- Texte visé : Texte de la commission sur le projet de loi, après engagement de la procédure accélérée, relatif à la protection des enfants, (n°2841 rectifié et lettre rectificative n°, 3000)., n° 3018-A0
- Stade de lecture : 1ère lecture (1ère assemblée saisie)
- Examiné par : Assemblée nationale (séance publique)
Après l’alinéa 259, insérer les trois alinéas suivants :
« III. – Pour l’exercice des missions prévues au présent titre, les ordres professionnels mentionnés à la quatrième partie du présent code sont autorisés à traiter les données strictement nécessaires au contrôle des incapacités et des interdictions d’exercice.
« L’accès à ces données est réservé aux personnes individuellement désignées et spécialement habilitées. Toute consultation, modification, transmission ou suppression fait l’objet d’une traçabilité.
« Un décret en Conseil d’État, pris après avis de la Commission nationale de l’informatique et des libertés, détermine les catégories de données traitées, les personnes habilitées à y accéder, les durées de conservation, les modalités de sécurisation, de traçabilité, d’information des personnes concernées et d’exercice de leurs droits. »

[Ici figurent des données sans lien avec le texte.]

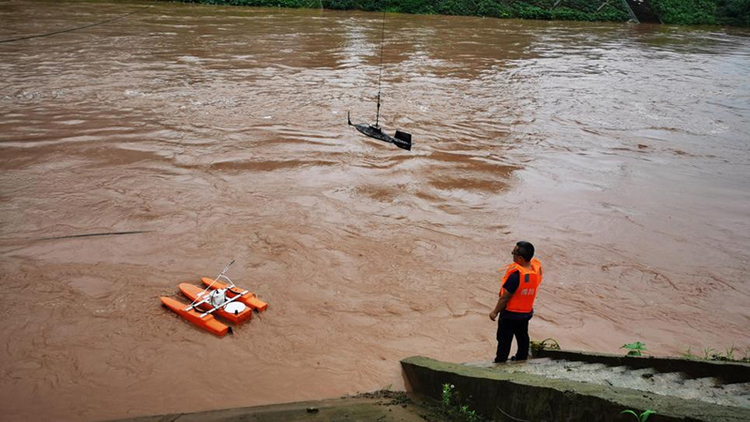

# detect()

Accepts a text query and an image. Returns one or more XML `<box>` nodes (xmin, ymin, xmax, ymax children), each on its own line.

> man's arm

<box><xmin>490</xmin><ymin>290</ymin><xmax>513</xmax><ymax>321</ymax></box>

Charger les ordres professionnels du contrôle de l'honorabilité suppose qu'ils puissent consulter et conserver des informations judiciaires par nature sensibles : extrait du bulletin n° 2 du casier judiciaire, mentions au fichier judiciaire national automatisé des auteurs d'infractions sexuelles ou violentes. Sans base légale explicite, cette mission resterait juridiquement fragile et exposerait les ordres eux-mêmes à un risque contentieux devant la Commission nationale de l'informatique et des libertés.
Cet amendement sécurise le dispositif en créant la base légale nécessaire, avec les garanties de traçabilité et d'habilitation individuelle qu'exige le traitement de données de cette nature. Il conditionne, en pratique, l'effectivité des amendements n° 23 et n° 26 de la présente liasse : donner aux ordres une compétence de contrôle sans leur donner les moyens juridiques de l'exercer reviendrait à créer une obligation sans les moyens de la remplir.